--- Begin Forwarded Message ---
Date: Tue, 06 Jun 2000 12:48:41 +0100
From: Humphrey Southall <[log in to unmask]>
Subject: Estimating Administrative Boundaries from other data
Sender: [log in to unmask]
To: [log in to unmask], [log in to unmask], [log in to unmask]
Reply-To: Humphrey Southall <[log in to unmask]>
Message-ID: <[log in to unmask]>
Please re-post to other lists.
Estimating Administrative Boundaries from other data
====================================================
The questions raised here arise out of a European workshop on mapping
historic boundaries, held in Florence/Firenze this last weekend; for more
details of the workshop, see www.geog.port.ac.uk/hist-bound. I am hoping
that someone can point me to existing research, but if these issues have
not been investigated they could well make an interesting student project,
and I could supply relevant data.
Context
=======
While most countries in Europe posess detailed digital boundary data for
mapping census data and other information gathered in the last 20-30 years,
boundaries usually change substantially over time, and the further back in
time we go the harder it is to establish what boundaries existed. Old maps
and lists of boundary changes often exist, and it is possible to convert
them into a GIS. However, such projects are expensive and time-consuming,
and this is especially true if boundary change is a constant process and
has to be recorded in a continuous-time dynamic GIS. My own project has
almost completed this task for England and Wales for the period from 1876
onwards, at parish-level, but this has cost the best part of Pnds 1/2m. and
similar projects may be too expensive for other countries, and particularly
for individual researchers (incidentally, for details of our project, see
www.geog.port.ac.uk/gbhgis; our Civil Parish boundaries for 1876-1911 have
just been passed to UKBORDERS and should be available on-line in the next
couple of months).
The meeting in Florence concluded that a desirable first stage in the
construction of a national (or European) historical GIS is the assembly of
a systematic gazetteer and place-name thesaurus. This is a conventional
database rather than a GIS, containing definitive lists of the
administrative units that existed over time, the many different sets of
hierarchical relationships that existed between them, whatever textual
information exists about boundary changes, and information about the
variant forms of place-names; all this information needs to be provided
with date-stamps and references to the books and documents from which it
was assembled. Information on "places", meaning settlements with no
particular legal status, and natural features may or may not be part of
such a gazetteer or thesaurus.
Whether such a system is or is not a GIS, it is certainly a computer System
that contains a great deal of Information about Geography. Perhaps the
best known example of such a system is the Getty Information Institute's
Thesaurus of Geographical Names (see www.gii.getty.edu), although its
content for countries other than the United States is a bit limited and it
contains no time dimension. The Swedish national archives are developing
such a system WITH a time dimension, and there is work afoot in the UK, at
EDINA, the Data Archive and my own project. There is also a great deal of
more traditional research, generally in the archives community, which has
constructed paper-based historical gazetteers, thesaurii and place-name
authority lists; creating on-line equivalents will often involve
computerising such publications, rather than carrying out new research, and
my own project centers on computerising F. Youngs' "Local Administrative
Units of England" (Royal Historical Society, 1979 and 1991; we have the
RHS's permission for this).
The issues:
==========
The questions I am raising in this mailing are not about how to build such
computerised gazetteers/thesaurii (although I would be interested to hear
from anyone who has built such a system with a time dimension). Instead, I
am interested in how adding a LIMITED amount of locational data to such a
system could permit it to be used as a low-cost historical GIS.

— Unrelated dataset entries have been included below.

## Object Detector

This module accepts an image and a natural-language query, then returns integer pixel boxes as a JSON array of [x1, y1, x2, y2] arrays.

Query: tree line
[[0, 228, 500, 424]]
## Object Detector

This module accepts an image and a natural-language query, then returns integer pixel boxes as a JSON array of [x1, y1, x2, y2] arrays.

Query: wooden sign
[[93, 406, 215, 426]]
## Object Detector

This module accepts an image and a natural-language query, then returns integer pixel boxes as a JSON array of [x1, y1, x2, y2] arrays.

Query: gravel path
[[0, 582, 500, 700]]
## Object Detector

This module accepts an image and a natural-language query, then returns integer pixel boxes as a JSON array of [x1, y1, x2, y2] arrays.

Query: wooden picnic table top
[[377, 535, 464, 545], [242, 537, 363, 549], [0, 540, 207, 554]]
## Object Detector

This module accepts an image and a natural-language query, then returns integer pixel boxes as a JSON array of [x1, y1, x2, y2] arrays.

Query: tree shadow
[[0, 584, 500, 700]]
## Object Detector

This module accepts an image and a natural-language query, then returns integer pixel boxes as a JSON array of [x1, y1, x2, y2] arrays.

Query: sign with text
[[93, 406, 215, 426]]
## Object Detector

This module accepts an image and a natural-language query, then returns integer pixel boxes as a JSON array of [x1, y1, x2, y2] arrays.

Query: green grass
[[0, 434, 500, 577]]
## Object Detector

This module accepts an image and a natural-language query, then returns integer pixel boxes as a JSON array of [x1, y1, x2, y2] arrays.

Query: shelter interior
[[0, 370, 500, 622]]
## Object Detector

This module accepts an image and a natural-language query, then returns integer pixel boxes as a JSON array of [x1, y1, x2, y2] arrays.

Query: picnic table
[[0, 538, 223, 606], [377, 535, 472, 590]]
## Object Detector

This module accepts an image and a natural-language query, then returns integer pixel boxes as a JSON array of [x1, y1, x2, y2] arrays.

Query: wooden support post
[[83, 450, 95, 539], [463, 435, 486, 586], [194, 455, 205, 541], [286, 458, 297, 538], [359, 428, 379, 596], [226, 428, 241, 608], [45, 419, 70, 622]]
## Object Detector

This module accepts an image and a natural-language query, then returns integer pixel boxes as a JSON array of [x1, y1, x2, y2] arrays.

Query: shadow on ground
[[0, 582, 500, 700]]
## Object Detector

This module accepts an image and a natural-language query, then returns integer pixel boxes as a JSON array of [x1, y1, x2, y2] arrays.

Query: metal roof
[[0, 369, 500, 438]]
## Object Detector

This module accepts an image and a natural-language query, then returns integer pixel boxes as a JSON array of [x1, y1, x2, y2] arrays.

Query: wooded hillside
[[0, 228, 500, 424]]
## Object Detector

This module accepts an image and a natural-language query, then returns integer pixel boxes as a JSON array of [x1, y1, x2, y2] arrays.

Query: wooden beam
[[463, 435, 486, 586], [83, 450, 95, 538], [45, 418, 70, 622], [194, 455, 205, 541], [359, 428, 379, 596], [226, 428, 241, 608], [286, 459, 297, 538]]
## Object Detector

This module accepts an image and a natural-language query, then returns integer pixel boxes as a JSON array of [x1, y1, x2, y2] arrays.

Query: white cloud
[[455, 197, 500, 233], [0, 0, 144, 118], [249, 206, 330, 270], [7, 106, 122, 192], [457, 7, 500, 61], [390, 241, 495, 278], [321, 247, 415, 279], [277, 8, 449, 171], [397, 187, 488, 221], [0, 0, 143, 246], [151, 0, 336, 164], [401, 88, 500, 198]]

Incidentally, I am quite sure that some of the more technical work my
project is doing, which involves re-districting statistical data gathered
for many different dates and reporting geographies into a single
standardised output geography REQUIRES a true boundary GIS for accurate
results. I am raising these issues now partly because not every country
and project has the money or time we have had, and partly because we are
interested in working with British data for earlier dates, long before the
start of the continuous record of boundary changes on which our GIS is built.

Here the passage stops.